Only the Pacific and Atlantic anticyclonic flows are present in CT 4 as in CT 2 (Fig. 5a). The location of the Pacific anticyclone is similar to those in CTs 1–3. The Atlantic anticyclone flow, however, has a broad extent (Fig. 5a) with mean latitudinal position of 30°N and with its western flank over the southeastern coast of the United States. The Atlantic anticyclonic flow gives rise to predominantly easterly/northeasterly flow over the Caribbean which bifurcates at around 17°N, 80°W. The bifurcation leads to a southerly flow into the Gulf of Mexico and a northeasterly flow which may be a factor for the stronger than average easterlies in the eastern Pacific. This CT is also associated with strong wind speeds in the CLLJ region.

There are three anticyclones in CT 5 that are similar to CTs 1 and 3 (Fig. 5b). The Pacific anticyclone’s location is similar to that of CTs 1 and 3. However, the center of the Gulf of Mexico anticyclone is located over the Gulf of Mexico at about 20°N, 90°W, and the Atlantic anticyclone center about 25°N, 45°W. As with CTs 1–4 the Atlantic anticyclone results in easterly winds over the Caribbean. However, they are weaker than average. CT 5 is also defined by a neutral area in the Caribbean. The neutral area, located over the Greater Antilles islands comprising Cuba, Jamaica, Hispañola and Puerto Rico, is at its most southerly position and is widest in CT 5 compared with CTs 1 and 3. The width of the neutral area in CT 5 may be due to strong westerlies which are at their most southerly location in CT 5, extending towards 23°N.

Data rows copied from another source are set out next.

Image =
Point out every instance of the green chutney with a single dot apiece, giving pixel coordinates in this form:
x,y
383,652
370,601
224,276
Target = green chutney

Southeasterly flow dominates the Caribbean and the Gulf of Mexico in CT 6 (Fig. 5b) extending to 25°N. This southeasterly flow is a consequence of the broad extent of the Atlantic anticyclone whose center is located over the Atlantic Ocean around 30°N, 40°W. The southeasterlies in the Caribbean show a weak bifurcation at 20°N, 95°W. Unlike any of the other CTs, CT 6 is also defined by westerlies in the eastern Pacific. These westerlies arise from the Pacific anticyclone. The Pacific anticyclone, centered at 35°N, 140°W, is broadest in CT 6 and its eastern flank shows a distinct bifurcation at 12°N, 120–125°W into an easterly flow and a westerly flow into Central and South America. The westerly flow may have a role to play in the orientation of the trough over South America (Fig. 5b). The South American trough in this CT is in the NE–SW orientation unlike the NW–SE orientation in CTs 1–5. We also note the southerly anomalous cross-equatorial flow over northern South America.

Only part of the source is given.